# My Very First Pfs (x 2)



## GrayWolf (May 14, 2012)

Last week I got my very first (and second) PFS. It was a result of a trade with Sean. He was looking for a Saunders, and I had a couple that didn't see much range time. He was kind enough to make and send me these 2 beautiful PFS, a very powerful tube set, and some really nice leather to make some pouches.

























I had some time so I banded them up...one with Tex's light tubes and Ray's 3/4" pouch, and one with 5/8" latex and rays 5/8" pouch. I think that sets me up for just about anything I want to shoot







.

The frames are identical in size, which is just a little bigger than I had expected, but fit the hand very well. They are 1/2" thick, so I could band them up with something heavier and head to the woods, but that will have to wait till I can hit something besides the back of the catchbox or the ground (DGUI and Capnjoe sure make it look easy...but trust me..they have mad skills). At least I will have a great time while honing my aim.

The frames were stained, one brown, and one a cool redish tint and finished in what looks to be a poly finish. Sean also put in burned in his signature logo. These are very well made and I am extremely happy with them.
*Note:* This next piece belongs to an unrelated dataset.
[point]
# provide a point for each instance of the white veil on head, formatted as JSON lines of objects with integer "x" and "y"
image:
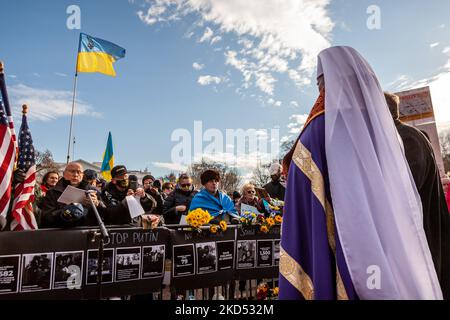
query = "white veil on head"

Thanks for the great trade Sean...enjoy the Saunders.

Todd


----------



## Jakerock (Mar 8, 2012)

Nice. I like Sean's finishes and the logo!
Have fun with that humdinger.


----------



## LVO (Sep 25, 2011)

Those are very cool! Love the logo, too. I have been watching Dgui's videos more and more. You have been a trading machine!! 
Awesome stuff!


----------



## Sean (Nov 17, 2011)

Glad you like them Todd. Thanks again for the trade. Hope you
enjoy them. Right now the pfs and the fts are my daily shooters.


----------